I migliori sono: 29 in Toscana, 15 in Piemonte, 12 in Veneto, 4 in Campania, 4 in Friuli, 4 in Puglia, 4 in Sicilia, 4 in Trentino A.A., 3 in Calabria, 3 in Emilia Romagna, 3 in Lombardia, 3 in Umbria, 3 in Sardegna, 2 in Abruzzo, 2 in Basilicata, 2 in Liguria, 1 in Lazio, 1 nelle Marche, 1 in Molise, 1 in Valle d’Aosta.
Certo che, lo ripeto da vent’anni, se non fosse proibito ma anzi fosse incoraggiato il vitare le centinaia di ettari di incolti liguri (molti ex colture floreali), magari anche nel Ponente Ligure si potrebbe conquistare qualche citazione oltre a quella, meritatissima ma unica, della Cantine Terre Bianche di Dolceacqua…
E’ l’occasione per una riflessione più ampia. Tutti gli “uomini pubblici liguri” si arrovellano su come far ripartire la Liguria, ferma nelle attività produttive, decaduta nel turismo di qualità, con conseguente analogo indotto nei settori commercio e servizi (basti pensare che in Riviera dei Fiori dalle 21 in poi non ci sono più autobus di linea sino al mattino.

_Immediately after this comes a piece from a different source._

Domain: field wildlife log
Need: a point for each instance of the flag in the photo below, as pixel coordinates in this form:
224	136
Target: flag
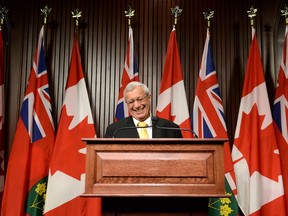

un terreno ligure abbandonato
Ma su questo uovo di Colombo della creazione concreta delle aziende vinicole, tacciono tutti: Regione, ex Province, Comuni, Coldiretti, Partiti, Associazioni varie… tutti, tutti, tutti assolutamente in silenzio. Qualche sognatore (favorito da fondi europei o consorziali, cerca di rispolverare la produzione di limoni, di lavanda, etc… che certo però non invertiranno l’andazzo. Basterebbe lasciare liberi gli agricoltori che volessero vitare i loro terreni e iniziare il commercio del loro vino: un reddito certo a partire dal 5° anno in poi… con ovvii ritorni anche nella qualità del territorio.
Intanto nell’economia produttiva del ponente ligure, cessati gli ottant’anni trainati dalla formidabile “locomotiva” delle aziende floricole, continua la recessione… e oggi il territorio si regge sui redditi di lavoratori dipendenti (molti pubblici) e pensionati.